A reply arrived the next day, but Waugh described it was “unsatisfactory”. On Wednesday 30 September 1936 he went to see another house in Nunney, belonging to the Wilbraham family. This was Nunney Court on Donkey Lane, which a few years later would be substantially enlarged by new owners, the Andersons. Waugh described it as “poky but pretty”. Another unidentified property proved “wholly unsuitable”.
Upon his return to London, Evelyn Waugh received the “grand news” on 5 October that Major Linton Shore was in principle prepared to let him have Manor Farm House. However, Shore was not prepared to sell and would only agree to let the property on a long-term lease if Waugh took on 40 acres of land as well.
Evelyn Waugh returned to Nunney a week later to see Young the farmer. “He was very good-natured and eager to convenience everybody,” Waugh wrote in his diary. “Saw Linton Shore who is a footler but not the bully I had expected.”
“During seven years I will spend not less than £700 a year in restoration.”
After another week in London he travelled to Frome on a “very bad train” and took Lady Horner of Mells Manor over to Nunney the day before she relocated to London for the winter. Yet another visit to Nunney followed the next day, on Friday 23 October.

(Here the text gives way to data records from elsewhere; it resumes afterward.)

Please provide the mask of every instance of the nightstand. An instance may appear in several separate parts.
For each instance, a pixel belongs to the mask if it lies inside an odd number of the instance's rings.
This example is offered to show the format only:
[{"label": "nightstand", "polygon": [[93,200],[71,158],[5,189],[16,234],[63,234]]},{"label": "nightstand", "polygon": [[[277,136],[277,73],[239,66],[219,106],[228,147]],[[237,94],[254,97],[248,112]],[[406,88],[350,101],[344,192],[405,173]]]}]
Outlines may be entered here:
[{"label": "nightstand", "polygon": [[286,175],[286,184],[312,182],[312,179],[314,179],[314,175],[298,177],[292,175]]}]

Evidently still keen to purchase the Manor Farm House in Nunney, Waugh wrote to Major Linton Shore and offered him a down payment of £3,000 for the lease plus £50 a year for seven years and then £150. He also proposed to buy the Wilbraham’s house in exchange.
“During seven years I will spend not less than £700 a year in restoration,” Evelyn Waugh wrote to Major Linton Shore. Based on the Retail Price Index this is around £37,000 in today’s money, or £108,000 when the comparison is based on average wages.
Weeks went by without a response from Shore. Increasingly frustrated, Evelyn Waugh returned to the West Country and started looking at other properties, such as Warminster Manor (“beastly surroundings”). He returned to London with his heart still firmly set on Nunney.
On Sunday 15 November 1936 Evelyn Waugh wrote again to Major Shore, this time offering to buy the Nunney property but withdrawing his offer to take on the long-term lease. Still without a reply, he continued to travel up and down between London and Somerset, looking at various “no-good” properties in Batcombe, Stroud and other places but feeling “cold, tired and very low spirited”.
On Monday 21 December Evelyn Waugh took his first look at Piers Court in Stinchcombe, Gloucestershire, describing it as “absolutely first-rate”. The Grade II-listed building is surrounded by 23 acres of land.
After Laura’s grandmother offered to buy the house as a wedding present, Evelyn Waugh’s offer of £3,350 for the Stinchcombe (“Stinkers”) property was accepted in January 1937. He lived in Piers Court from 1937 to 1956, during which time he produced works including Brideshead Revisited. Waugh died in Somerset in 1966.
Major Linton Shore never got back to him about the Nunney property.